December 21, 2007
Last week was In-Service Training, or IST, a weeklong seminar that’s scheduled for volunteers and our Cameroonian counterparts about three months after being at post. If you remember from one of my blogs from Pre-Service Training (PST), we had created a petition asking for IST to be combined so that Small Enterprise Development and Education volunteers would meet at the same time. Well…it worked. We were all really happy to be together once again. There were only 31 instead of the 36 of us that signed the petition because 4 decided to end their service early and one was medically separated, but those of us that were there had a great time. One reason – it was in the #1 tourist town in Cameroon, Kribi. Located in the South Province, Kribi has some of the most beautiful golden beaches I’ve ever seen. It made you feel like you were in a screen saver.
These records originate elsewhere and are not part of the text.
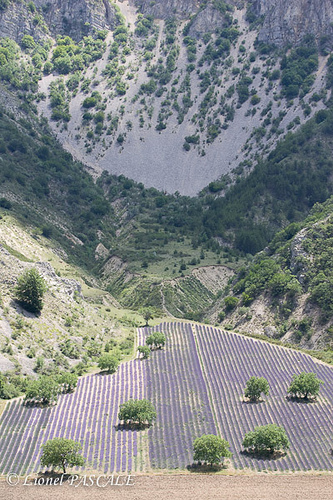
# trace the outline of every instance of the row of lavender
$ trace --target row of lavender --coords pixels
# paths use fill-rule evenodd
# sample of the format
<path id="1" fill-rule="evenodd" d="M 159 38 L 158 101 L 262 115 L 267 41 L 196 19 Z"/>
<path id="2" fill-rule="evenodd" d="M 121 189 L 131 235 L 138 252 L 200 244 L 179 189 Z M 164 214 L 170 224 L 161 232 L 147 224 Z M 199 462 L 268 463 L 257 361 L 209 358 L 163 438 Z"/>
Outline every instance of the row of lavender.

Because we knew the sessions were going to last until 4pm most days, 6 of us decided to go a day early. We got in at about two, found a not-too-expensive hotel on a secluded beach and then went to check out the town and get some dinner. We had a nice meal, most people getting their first taste of crocodile, and then headed back to the hotel where we could sit on the beach. We did more than sit, though. We made a fire and ate s’mores as the waves crashed into the shore.
The next morning we enjoyed the sun and the ocean until about noon, get omelettes from someone making them on the beach, and then headed to the hotel where we’d be staying to meet our friends and our counterparts as they came in. We had a nice dinner that night at the hotel and started the sessions the next morning.
Overall, IST felt useful and well organized. A lot of things from PST were reinforced and we got some new information too. Some examples of some of the sessions were the roles of our counterparts and ourselves, designing sustainable projects and where funding is available, problems and solutions we’ve run into at post, and info on the different volunteer committees that we can join. We also had free time to go out each afternoon and evening and three birthdays happened to fall that week, so go out we did.
It was a great week that ended too quickly, so instead of leaving on Saturday morning, a dozen of us decided to stay an extra night. That’s right – one on the front, one on the end. We headed to a different beach and took a hike to the Chutes, the only waterfalls in the world to fall directly into the ocean. It was gorgeous! Then we hired a couple of guys to paddle us back in a large dugout canoe all the way to the beach where our stuff was. Because we argued them down to a really low price, we bought them each a beer when we got to shore.
That night there was a music festival on the beach strangely similar to what you would see in the US. Every restaurant in town had a booth there selling food and drinks and there was a huge stage with bands planning all night. At one point I noticed a random white person dancing on stage. She actually wasn’t random, though. It was Tara. When we figured it out, four of us went to watch her make a fool out of herself. Unfortunately, though, we got a little too close to the stage and they pulled us up too. We already feel a little like celebrities, everyone watching us all the time solely because we’re white living in Africa. But here we literally got our five minutes of fame dancing on a stage for a Cameroonian festival.
Not what I expected when I left Baltimore, but I’m having a pretty good time.